Culture Now
The medium is the message.
So what message are we transmitting through our new culture at the dawn of the third millennium? Facebook, Google, Apple, Microsoft, and many other data driven, managing, and producing companies now dominate our free time, disposable income, and even our culture.
When McLuhan wrote the famous phrase above he had a particular idea in mind about what he called a medium — anything that affected the externalization of the senses — and what he meant by the message. Using Facebook to play Candy Crush Saga sends a message far greater than simply telling others that you have too much free time or are willing to overlook corporate greed if it is packaged in bright colours and childish animation.
Social games — and Facebook and social media more generally — tell us a great deal about our culture and what is valued and what we are willing to cast aside for those values. We must consider, therefore, what the companies above and our support of — or obsession with — them says about our values.

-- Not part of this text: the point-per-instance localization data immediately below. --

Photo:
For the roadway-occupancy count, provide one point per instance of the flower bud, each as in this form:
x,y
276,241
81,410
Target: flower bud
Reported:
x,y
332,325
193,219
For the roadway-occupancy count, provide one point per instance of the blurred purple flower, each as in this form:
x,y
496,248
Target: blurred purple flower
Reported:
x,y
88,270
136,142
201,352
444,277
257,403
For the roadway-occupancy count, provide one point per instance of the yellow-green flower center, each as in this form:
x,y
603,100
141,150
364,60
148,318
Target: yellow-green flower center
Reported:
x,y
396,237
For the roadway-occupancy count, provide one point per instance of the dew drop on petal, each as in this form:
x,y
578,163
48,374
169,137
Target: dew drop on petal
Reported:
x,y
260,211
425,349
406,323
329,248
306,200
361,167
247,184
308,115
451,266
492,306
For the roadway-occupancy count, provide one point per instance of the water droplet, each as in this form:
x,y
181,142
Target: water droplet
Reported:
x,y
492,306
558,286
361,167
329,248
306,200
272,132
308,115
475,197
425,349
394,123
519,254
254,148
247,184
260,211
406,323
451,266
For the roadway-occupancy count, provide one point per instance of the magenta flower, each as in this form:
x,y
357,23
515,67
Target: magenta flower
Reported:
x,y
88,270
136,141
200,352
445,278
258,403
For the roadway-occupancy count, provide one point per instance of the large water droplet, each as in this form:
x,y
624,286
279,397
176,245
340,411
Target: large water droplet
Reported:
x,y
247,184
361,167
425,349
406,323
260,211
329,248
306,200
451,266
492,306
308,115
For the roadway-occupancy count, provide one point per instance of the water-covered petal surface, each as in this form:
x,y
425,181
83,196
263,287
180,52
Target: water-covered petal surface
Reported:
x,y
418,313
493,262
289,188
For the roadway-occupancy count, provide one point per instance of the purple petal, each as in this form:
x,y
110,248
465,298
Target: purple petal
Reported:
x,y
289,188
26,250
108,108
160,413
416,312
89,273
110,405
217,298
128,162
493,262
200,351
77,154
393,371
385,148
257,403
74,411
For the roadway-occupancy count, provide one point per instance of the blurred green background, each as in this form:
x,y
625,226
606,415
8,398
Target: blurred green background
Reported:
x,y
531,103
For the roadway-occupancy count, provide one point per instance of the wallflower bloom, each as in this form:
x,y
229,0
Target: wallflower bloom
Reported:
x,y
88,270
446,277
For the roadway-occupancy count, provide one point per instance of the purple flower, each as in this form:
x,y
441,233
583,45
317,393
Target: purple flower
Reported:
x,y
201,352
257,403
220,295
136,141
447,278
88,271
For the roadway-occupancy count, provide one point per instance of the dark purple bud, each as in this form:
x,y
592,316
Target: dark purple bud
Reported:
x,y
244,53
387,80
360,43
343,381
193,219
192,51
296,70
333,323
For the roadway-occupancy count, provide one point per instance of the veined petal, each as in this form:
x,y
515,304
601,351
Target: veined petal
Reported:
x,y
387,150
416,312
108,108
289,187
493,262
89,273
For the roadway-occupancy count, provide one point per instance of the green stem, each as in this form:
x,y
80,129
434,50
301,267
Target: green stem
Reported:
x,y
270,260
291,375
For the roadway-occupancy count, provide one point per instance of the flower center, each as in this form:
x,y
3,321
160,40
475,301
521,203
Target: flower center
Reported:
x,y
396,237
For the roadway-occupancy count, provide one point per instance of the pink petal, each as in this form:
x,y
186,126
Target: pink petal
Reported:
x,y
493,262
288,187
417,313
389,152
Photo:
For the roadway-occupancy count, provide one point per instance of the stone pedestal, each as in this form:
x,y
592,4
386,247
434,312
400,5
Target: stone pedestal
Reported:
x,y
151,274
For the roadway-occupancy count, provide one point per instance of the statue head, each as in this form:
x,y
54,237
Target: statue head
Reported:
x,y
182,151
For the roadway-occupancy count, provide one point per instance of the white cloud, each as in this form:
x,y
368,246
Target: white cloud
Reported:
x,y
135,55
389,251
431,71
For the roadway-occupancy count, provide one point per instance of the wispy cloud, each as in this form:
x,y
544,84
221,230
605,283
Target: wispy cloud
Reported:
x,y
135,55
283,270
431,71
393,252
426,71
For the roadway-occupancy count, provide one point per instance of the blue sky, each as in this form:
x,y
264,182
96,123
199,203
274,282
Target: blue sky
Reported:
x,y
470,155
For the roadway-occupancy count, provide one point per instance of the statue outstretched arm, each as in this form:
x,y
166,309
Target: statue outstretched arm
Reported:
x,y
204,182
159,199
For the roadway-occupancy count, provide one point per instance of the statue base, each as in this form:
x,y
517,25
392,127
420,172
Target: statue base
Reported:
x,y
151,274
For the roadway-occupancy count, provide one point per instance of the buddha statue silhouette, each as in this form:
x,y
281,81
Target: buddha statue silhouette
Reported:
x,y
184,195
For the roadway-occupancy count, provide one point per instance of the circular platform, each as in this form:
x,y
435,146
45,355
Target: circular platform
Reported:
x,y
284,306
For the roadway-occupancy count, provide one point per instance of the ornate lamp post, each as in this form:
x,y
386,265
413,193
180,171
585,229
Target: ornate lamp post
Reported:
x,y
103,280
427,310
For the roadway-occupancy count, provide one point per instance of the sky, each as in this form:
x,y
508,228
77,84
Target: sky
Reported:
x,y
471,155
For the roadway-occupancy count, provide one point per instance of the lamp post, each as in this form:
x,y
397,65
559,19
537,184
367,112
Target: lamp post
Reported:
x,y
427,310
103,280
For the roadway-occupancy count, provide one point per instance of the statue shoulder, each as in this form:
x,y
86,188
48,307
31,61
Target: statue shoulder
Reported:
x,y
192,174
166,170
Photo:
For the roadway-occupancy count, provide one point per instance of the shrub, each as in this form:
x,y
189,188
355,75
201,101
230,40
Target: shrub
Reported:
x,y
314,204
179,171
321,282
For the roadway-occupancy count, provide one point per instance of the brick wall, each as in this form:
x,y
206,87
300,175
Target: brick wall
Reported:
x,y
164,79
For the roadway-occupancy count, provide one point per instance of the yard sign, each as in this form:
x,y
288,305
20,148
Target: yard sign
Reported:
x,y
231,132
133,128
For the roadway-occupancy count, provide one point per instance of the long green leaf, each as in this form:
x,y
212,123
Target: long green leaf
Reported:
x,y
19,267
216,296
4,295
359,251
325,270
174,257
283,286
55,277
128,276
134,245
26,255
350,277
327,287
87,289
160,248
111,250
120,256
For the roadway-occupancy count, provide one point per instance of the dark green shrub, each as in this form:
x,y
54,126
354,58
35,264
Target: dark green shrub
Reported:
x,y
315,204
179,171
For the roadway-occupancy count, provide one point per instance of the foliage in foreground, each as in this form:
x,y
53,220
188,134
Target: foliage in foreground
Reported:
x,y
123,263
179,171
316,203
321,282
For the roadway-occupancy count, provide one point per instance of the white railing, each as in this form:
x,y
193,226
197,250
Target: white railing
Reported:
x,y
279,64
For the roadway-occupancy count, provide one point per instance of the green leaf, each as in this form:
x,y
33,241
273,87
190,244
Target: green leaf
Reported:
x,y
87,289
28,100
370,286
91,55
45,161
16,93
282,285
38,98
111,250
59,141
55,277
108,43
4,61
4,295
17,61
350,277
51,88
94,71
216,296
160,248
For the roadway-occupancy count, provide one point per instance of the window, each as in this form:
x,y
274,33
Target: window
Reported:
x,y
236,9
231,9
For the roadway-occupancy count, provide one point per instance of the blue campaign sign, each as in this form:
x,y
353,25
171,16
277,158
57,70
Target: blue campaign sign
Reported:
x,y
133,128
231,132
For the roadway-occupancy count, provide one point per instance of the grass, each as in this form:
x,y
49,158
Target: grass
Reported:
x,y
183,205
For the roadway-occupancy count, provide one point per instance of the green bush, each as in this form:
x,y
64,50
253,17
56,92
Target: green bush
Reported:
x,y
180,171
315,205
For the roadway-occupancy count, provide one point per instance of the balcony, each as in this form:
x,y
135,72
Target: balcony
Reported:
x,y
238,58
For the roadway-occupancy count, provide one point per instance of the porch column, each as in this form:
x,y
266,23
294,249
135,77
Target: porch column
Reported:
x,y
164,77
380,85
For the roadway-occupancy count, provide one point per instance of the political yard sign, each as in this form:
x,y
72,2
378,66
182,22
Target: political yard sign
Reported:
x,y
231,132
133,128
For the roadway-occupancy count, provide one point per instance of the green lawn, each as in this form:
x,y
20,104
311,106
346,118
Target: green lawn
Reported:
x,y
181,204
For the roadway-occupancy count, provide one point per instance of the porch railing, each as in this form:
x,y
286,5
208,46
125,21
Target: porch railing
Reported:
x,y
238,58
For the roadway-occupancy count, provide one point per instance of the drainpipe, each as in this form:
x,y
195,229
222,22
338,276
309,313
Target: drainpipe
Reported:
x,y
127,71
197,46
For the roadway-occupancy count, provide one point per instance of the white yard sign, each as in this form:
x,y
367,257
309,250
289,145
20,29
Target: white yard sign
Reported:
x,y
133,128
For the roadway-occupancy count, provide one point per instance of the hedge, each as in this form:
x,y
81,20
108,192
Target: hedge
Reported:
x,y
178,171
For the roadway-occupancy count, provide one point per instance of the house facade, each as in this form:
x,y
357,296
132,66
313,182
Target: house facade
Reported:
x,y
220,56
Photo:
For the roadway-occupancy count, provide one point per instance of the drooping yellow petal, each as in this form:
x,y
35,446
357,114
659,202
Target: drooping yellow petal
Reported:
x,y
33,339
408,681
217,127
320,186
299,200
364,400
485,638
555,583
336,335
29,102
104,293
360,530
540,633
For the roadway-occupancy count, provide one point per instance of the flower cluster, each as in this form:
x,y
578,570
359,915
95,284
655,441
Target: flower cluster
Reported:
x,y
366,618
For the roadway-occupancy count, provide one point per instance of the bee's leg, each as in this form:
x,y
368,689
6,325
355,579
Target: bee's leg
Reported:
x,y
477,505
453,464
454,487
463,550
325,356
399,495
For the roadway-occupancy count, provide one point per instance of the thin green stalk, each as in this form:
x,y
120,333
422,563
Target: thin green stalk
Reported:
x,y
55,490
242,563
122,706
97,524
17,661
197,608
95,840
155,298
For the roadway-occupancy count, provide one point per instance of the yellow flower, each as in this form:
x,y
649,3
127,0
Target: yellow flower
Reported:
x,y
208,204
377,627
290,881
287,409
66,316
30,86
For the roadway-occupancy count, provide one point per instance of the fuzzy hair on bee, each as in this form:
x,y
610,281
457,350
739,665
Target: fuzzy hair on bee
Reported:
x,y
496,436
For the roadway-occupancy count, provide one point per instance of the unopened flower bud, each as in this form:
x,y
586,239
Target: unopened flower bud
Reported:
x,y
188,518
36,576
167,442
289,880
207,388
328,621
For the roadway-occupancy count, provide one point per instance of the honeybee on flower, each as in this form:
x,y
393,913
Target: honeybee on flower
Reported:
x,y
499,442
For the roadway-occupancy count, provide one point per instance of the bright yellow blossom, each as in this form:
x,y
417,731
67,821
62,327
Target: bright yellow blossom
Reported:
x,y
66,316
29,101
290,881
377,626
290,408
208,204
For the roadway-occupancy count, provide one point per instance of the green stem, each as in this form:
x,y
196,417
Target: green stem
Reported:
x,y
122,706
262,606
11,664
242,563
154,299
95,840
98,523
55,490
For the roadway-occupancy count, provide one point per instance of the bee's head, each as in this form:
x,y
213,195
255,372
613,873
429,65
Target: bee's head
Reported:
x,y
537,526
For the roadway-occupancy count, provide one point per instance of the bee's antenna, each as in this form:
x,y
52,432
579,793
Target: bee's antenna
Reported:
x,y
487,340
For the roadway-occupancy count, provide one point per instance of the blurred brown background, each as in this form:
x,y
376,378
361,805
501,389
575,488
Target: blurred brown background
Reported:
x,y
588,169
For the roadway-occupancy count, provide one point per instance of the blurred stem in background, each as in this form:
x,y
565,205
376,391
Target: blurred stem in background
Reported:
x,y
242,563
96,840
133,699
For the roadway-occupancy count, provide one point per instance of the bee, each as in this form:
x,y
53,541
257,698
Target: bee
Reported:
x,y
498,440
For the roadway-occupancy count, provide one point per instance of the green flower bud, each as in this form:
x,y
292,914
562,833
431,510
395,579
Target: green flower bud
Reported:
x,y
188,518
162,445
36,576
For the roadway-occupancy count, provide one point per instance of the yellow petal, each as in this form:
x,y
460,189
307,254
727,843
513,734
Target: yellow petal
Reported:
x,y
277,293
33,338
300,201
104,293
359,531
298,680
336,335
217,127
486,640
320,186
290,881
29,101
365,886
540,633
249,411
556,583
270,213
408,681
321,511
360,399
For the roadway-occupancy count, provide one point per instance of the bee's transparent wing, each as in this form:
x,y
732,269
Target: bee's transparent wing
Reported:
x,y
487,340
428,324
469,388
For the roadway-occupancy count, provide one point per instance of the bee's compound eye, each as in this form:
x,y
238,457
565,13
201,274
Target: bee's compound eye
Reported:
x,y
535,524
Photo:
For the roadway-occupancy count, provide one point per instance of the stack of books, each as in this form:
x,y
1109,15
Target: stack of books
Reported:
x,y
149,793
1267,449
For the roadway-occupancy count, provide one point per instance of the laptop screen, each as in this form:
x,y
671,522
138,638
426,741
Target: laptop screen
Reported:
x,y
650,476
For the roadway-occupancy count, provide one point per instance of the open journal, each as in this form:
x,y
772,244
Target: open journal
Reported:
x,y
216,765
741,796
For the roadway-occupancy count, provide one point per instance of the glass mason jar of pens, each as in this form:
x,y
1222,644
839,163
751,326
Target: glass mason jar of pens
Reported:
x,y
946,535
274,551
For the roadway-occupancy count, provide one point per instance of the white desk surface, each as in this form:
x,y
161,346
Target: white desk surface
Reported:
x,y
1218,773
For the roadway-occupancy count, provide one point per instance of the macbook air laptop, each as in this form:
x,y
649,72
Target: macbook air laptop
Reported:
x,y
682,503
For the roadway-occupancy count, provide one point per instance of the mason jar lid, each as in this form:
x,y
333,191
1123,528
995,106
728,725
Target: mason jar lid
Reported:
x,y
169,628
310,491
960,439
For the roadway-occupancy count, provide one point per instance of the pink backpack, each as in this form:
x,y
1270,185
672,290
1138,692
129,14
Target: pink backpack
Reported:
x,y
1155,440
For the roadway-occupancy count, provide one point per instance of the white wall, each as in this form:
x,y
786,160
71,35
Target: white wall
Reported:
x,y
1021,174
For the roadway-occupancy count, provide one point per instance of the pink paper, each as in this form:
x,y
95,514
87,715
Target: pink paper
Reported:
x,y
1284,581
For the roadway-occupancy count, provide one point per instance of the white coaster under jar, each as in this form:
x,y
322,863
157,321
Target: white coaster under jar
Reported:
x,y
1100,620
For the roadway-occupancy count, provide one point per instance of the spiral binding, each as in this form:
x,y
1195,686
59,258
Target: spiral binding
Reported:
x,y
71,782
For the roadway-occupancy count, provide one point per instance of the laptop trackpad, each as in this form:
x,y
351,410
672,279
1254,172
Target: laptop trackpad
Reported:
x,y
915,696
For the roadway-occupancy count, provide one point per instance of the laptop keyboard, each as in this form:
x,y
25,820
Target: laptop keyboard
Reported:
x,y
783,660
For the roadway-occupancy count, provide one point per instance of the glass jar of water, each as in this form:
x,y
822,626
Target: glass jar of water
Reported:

Popularity is the most important metric of value. The US Dollar is not valuable because there is a pile of gold in Fort Knox; it is valuable because everyone else in the world agrees it is valuable. For that matter gold itself is only as valuable as we agree it is. It is shiny and not very common so everyone wants it — and that makes it valuable.
What is popular in our culture? Quantity trumps quality every time. Here is a list of thirty-seven unbelievable things you should already know about your friends! Rather than learning deep or important facts we leap towards the fast and superfluous so we can get something novel every second.
Transience is king. Nothing gold can stay, as Robert Frost would say. We must hold a high opinion of our opinions. Thoughts and comments are quickly scrolled past, feeds filling with ever new material, the old disappearing into the digital void. Or as David St. Bernard once sang: “I’m afraid of all the poetry nobody cares to read.”
We enjoy screaming into the void. But only when we can convince ourselves that there is an audience of admirers and friends filling the empty space.